Guest blogger G.M.C. Massey, my grandfather, continues the tale of his childhood in rural East Texas in this next segment from my mom’s edit of his notes, Pappa’s Childhood.
I remember when I was 8 years old, my father was boiling off syrup for a neighbor and I was picking cotton by myself. The cotton stalks were so high that I couldn’t see the passing people on the public road. We didn’t have any highways. But as I watched a wagon pass, I could only see the wagon sheet on the account of the road being worn down and the fence high as well as my size at that time. I mused on what I could not see. I imagined that there was no team drawing that load, and from that stemmed the thought that some day, I would see wagons going along that had no team tied to them.
In 1890, I went with my father to Sulphur Springs and we visited the ice plant and I saw the machine at work. After that, we could have ice in the summer if we could afford it.
As a school boy, I heard several stories of the Indians and they always filled me with wonder and awe. One day, Mother revealed that I had Indian blood in me – that she was a quarter Indian herself. I knew there was a great difference between an Indian that was not civilized and a part Indian that was amalgamated with the White Blood, and was as well domesticated as our was; but when I thought of Oklahoma and the Indian I had the idea of a the wild Indian – that looked upon the white man as an enemy. I still held them in admiration as far as courage and bravery and stealth were concerned.
When I was nine years of age, it was announced that Oklahoma State was going to be carved out of the Indian territory. The people were allowed to make a run from the state line for a quarter section of land (160 acres). The land was surveyed out and a stake set for each quarter. They used horses to make the run, and the first man to put his stake on the quarter was allowed to keep it. That caused some of the runners to commit a crime against others for if some of them found their quarter, or their most desired quarter occupied, they might kill and conceal their crime till the matter was settled in their favor. Anyway, that was my first understanding about Oklahoma affairs.
I remember as a child that when I had an urge to do something that there was a thing of some sort deep within me that said to me DON’T. Sometimes I did and at other times I didn’t. And I noticed too that I would feel that I had done right and that at other times I had done the very wrong thing. Even then I realized that I was always haunted by something that was tugging at my heart to do the right thing. In every instance that I can remember, I have had a warfare going on within me.
In my early years, it was very far to the pine mills where lumber could be obtained for building. There were not yet any hard-wood mills established, therefore the men of the country had to resort to their ingenuity to furnish such materials as were needed to accomplish the purposes that arose in their improvements of the frontier conditions. They used the red oak trees that was one of the prevailing quick growths of the big woods.

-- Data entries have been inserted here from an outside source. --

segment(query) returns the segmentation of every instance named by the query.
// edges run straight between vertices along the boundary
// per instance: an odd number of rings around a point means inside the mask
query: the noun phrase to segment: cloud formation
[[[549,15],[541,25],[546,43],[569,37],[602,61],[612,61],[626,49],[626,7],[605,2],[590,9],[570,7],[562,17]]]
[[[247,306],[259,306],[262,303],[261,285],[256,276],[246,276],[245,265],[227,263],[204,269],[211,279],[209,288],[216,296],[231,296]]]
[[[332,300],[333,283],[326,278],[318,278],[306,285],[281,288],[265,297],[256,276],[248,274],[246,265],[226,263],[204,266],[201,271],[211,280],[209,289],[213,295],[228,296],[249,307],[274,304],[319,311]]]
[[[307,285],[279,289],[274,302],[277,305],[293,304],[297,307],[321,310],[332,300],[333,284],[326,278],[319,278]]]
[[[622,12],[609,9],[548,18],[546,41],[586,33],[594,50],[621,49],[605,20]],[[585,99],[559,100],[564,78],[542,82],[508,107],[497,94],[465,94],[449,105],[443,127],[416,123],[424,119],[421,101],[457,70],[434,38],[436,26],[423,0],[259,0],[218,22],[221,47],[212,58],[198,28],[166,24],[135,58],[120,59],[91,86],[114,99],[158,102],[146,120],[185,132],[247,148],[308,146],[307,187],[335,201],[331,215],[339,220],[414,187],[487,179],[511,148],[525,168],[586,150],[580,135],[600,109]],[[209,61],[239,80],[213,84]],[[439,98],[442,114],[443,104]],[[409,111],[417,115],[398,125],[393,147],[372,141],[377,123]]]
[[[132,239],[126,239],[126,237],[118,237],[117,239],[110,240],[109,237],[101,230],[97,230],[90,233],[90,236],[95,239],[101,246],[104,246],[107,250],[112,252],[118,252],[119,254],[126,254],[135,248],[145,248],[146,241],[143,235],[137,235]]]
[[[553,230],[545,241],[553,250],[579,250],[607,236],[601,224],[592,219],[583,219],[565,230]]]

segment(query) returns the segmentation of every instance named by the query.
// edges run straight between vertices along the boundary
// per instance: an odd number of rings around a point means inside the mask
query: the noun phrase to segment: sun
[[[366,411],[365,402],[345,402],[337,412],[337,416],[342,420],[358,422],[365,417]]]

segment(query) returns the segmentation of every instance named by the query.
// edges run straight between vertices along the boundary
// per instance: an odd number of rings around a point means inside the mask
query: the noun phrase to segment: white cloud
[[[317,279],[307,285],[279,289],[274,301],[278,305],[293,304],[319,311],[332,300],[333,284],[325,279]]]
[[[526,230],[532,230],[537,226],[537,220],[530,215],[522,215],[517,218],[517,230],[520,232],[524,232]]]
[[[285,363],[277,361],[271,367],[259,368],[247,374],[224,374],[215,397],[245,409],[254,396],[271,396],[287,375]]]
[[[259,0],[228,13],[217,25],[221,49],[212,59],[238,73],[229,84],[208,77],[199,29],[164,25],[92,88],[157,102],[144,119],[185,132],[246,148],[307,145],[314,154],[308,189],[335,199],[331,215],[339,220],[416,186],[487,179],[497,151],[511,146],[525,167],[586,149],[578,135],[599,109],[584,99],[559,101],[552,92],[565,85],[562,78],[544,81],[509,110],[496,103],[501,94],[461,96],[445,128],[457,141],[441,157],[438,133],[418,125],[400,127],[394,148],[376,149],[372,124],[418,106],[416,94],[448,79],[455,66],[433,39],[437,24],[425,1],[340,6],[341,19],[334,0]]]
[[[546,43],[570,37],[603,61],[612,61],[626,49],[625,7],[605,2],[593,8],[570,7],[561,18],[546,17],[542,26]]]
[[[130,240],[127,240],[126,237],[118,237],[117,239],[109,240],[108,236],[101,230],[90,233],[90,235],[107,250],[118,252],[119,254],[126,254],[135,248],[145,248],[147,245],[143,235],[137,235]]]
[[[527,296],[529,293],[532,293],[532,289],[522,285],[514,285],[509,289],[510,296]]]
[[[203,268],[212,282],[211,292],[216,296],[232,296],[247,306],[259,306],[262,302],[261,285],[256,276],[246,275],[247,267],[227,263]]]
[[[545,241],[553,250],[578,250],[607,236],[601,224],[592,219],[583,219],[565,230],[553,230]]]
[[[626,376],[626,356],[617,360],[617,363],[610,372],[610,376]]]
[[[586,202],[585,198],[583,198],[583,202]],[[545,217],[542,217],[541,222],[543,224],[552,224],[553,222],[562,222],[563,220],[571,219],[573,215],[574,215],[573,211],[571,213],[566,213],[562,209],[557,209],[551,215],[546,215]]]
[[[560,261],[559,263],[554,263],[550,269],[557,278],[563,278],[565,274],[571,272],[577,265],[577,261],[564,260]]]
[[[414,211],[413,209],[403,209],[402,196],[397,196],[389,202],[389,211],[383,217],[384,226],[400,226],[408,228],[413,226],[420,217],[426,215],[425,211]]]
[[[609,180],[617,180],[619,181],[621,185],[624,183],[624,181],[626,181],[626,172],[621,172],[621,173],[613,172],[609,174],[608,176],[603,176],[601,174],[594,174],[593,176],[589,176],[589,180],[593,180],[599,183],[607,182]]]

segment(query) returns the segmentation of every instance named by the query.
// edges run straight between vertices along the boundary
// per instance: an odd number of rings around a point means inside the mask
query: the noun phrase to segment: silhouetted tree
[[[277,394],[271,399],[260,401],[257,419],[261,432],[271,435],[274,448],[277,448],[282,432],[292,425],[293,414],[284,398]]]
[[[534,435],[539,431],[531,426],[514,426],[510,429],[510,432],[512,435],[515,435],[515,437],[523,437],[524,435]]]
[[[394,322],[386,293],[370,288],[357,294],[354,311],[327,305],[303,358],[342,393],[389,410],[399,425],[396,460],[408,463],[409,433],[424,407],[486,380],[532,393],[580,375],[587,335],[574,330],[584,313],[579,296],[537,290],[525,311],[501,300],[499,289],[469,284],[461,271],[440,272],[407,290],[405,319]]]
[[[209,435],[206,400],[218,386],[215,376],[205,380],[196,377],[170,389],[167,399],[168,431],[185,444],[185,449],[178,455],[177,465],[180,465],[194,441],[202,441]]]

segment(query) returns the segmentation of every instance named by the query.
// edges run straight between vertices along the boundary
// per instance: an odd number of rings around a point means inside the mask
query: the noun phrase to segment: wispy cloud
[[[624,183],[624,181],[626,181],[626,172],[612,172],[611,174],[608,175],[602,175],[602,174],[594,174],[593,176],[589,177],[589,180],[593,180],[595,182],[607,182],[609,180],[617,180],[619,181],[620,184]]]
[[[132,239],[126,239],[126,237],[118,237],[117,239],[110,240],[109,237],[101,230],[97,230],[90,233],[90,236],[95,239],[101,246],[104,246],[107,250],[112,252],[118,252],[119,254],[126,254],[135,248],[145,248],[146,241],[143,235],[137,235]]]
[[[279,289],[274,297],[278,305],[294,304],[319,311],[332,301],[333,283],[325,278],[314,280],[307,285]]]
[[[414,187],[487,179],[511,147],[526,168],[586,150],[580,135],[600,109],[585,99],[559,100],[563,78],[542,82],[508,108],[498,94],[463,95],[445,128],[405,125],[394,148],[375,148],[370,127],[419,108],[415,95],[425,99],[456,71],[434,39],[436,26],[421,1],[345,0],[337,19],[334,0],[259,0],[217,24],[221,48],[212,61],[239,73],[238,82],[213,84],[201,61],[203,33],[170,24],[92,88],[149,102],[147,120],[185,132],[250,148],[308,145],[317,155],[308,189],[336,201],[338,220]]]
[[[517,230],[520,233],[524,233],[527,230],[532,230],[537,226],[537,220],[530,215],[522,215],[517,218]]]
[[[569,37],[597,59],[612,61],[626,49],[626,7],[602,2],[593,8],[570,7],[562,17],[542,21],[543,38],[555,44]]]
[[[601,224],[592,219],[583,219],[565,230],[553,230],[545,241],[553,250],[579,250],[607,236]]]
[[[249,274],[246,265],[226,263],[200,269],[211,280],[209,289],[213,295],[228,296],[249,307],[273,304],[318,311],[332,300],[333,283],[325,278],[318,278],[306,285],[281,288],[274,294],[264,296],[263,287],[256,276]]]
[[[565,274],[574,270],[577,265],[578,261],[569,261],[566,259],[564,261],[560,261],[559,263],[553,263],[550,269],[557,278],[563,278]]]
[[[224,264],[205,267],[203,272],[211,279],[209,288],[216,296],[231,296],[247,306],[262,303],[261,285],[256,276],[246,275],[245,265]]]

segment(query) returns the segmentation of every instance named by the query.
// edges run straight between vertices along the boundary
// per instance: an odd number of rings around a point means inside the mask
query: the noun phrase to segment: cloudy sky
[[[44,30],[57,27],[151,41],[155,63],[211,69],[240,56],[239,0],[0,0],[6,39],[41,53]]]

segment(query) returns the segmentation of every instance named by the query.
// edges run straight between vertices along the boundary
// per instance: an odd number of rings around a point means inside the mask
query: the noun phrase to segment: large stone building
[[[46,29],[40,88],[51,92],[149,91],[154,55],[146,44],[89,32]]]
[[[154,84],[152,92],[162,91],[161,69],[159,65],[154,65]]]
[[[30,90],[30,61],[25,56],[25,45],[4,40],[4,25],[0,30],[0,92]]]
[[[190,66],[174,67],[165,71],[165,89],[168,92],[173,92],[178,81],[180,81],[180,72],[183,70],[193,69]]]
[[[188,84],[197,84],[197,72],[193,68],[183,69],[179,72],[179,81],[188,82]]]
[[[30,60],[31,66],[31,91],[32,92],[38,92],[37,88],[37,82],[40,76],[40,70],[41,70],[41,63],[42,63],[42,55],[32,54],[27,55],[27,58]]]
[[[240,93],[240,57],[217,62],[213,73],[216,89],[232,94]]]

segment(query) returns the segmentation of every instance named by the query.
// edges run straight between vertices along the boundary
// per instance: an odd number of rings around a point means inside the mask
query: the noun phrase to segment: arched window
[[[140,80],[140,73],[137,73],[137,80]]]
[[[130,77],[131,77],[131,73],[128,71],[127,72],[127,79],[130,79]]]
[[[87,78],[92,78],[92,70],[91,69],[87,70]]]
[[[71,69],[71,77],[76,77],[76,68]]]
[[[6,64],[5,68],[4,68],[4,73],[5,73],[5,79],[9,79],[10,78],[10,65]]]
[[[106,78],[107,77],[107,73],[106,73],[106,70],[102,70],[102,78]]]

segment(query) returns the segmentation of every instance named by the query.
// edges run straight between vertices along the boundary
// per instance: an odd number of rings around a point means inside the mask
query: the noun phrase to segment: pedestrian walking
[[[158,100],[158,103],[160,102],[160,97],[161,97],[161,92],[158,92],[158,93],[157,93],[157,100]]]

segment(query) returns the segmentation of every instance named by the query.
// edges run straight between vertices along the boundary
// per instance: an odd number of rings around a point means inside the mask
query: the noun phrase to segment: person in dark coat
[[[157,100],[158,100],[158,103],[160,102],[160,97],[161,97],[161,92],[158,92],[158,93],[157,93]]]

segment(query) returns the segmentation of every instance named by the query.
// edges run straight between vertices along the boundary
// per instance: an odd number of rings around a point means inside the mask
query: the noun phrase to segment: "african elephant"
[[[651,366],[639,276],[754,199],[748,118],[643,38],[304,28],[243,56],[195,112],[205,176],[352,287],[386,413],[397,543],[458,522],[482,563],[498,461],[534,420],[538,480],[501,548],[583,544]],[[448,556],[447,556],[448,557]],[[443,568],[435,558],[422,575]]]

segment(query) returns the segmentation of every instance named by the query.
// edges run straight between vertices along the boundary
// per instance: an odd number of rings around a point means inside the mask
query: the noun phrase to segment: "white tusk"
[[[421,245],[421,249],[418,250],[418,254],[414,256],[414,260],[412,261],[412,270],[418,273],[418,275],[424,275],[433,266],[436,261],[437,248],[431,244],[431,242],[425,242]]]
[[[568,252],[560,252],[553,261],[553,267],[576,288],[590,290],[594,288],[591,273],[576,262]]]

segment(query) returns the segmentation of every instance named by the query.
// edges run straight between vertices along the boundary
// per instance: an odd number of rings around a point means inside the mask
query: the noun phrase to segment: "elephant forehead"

They would cut down the trees and saw them into blocks of from two feet in length to five feet in length. They would stand them on end and block them into many bolts. When they were yet standing on ends, they would also hart them by separating the bolt from the inner part, or hart from the sap part. In the case of a very large tree, they would double hart the bolts in the case of palings, at least. Then, with an implement called “Fro,” they would accomplish the further splitting of the bolts of timber to the thickness required for the purpose that it was intended: boards for covering a building for the purpose of sheltering from the rain; or of fencing the garden or yard from the animals that roamed the outside or the fowls of domestication from spoiling the vegetables or the growing flowers of the yard.
When the hard-wood mills were established, they could lay aside the crude ways of obtaining these building materials. They obtained the boards and palings very much easier, and of course, they were very much easier to build with, too. With the invention of the various forms of building wire (barbed wire, hog wire, and poultry netting – then screen wire), we have gone a long way in the inventions of these things.